In Currency Markets the dollar hovered below a 16-month peak in Asian trade on Thursday, losing ground on the New Zealand dollar, after having fallen against the pound and yen overnight as traders assessed whether the U.S. currency’s recent surge was starting to stall. The New Zealand dollar rose 0.38 percent to $0.7023 after a central bank survey showed near-term inflation is expected to rise in the fourth quarter. Against the Japanese currency, the dollar inched down to as low as 113.86 yen, while the euro was at $1.1327. The British currency was last at $1.3502, up slightly on the day.
In US Equity Markets stocks ended Wednesday lower on inflation fears and supply chain concerns stemming from retailers’ earnings, with investors betting the Federal Reserve will raise interest rates sooner than expected to tame rising prices. The Dow fell 0.58 percent, to 35,931.05, the S&P 500 lost 0.26 percent, to 4,688.67 and the Nasdaq Composite fell 0.33 percent, to 15,921.57. Chipmaker Nvidia Corp lost 3.1 percent ahead of its earnings reported after the bell on Wednesday. The wider Philadelphia semiconductor index ended 0.7 percent lower after a record finish the previous day.

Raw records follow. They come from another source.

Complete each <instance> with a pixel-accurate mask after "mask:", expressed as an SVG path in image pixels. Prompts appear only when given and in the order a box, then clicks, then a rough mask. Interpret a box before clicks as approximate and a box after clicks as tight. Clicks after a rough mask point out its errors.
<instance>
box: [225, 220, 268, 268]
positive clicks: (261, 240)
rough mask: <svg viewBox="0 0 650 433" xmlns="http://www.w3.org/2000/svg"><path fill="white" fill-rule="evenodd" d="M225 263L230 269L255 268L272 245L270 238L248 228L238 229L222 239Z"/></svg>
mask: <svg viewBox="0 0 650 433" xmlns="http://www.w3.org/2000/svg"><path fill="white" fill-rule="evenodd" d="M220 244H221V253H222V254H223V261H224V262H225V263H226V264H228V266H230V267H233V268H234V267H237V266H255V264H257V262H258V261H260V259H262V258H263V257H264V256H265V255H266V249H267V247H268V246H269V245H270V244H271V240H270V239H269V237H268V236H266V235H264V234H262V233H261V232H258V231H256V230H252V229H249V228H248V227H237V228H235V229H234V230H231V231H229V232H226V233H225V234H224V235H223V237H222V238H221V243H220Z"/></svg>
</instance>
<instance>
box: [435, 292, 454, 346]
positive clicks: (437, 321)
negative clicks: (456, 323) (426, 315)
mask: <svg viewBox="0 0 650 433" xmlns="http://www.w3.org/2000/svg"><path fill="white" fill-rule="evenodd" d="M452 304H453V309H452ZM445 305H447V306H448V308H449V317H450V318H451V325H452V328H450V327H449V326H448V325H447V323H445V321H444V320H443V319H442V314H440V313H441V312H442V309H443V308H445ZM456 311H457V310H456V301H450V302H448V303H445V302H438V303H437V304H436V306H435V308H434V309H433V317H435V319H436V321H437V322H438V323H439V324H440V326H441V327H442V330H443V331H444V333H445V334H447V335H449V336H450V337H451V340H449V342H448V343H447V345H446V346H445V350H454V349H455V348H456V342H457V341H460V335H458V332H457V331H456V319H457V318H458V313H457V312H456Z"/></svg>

In Commodities Markets oil prices fell on Wednesday after the Organization of Petroleum Exporting Countries and the International Energy Agency warned of impending oversupply and that rising COVID-19 cases in Europe increased the downside risks to demand recovery. Brent crude fell $2.15 to settle at $80.28 a barrel. U.S. crude settled down $2.40 at $78.36 a barrel. Spot gold rose 0.9 percent to $1,865.66 per ounce. Elsewhere, spot silver rose 1.1 percent to $25.06 per ounce, platinum fell 0.1 percent to $1,060.40, and palladium climbed 1.2 percent to $2,184.51.
In European Equity Markets stocks closed at a record high on Wednesday, rising for the sixth straight session, as positive earnings reports helped overshadow worries that soaring gas prices were feeding into inflationary pressures. The pan-European STOXX 600 rose 0.2 percent after better-than-expected U.S. retail sales data lifted Wall Street equities on Tuesday. German medical tech firm Siemens Healthineers gained 5.6 percent after raising synergy targets from its Varian acquisition earlier this year. Travel and leisure stocks fell 1.7 percent, dragged down by Swedish online gaming company Evolution.
In Bond Markets U.S. Treasuries rallied on Wednesday as the recent backup in yields reached levels that drew buyers back to the securities, and after the Treasury sold 20-year bonds to tepid but not terrible demand. Benchmark 10-year yields reached 1.65 percent, the highest since Oct. 26, before reversing and falling back to 1.61 percent. Twenty-year bond yields remained above those offered on 30-year bonds, where they have traded since Oct. 28. The 20-year bond yields were last at 2.05 percent while 30-year yields were at 2.00 percent.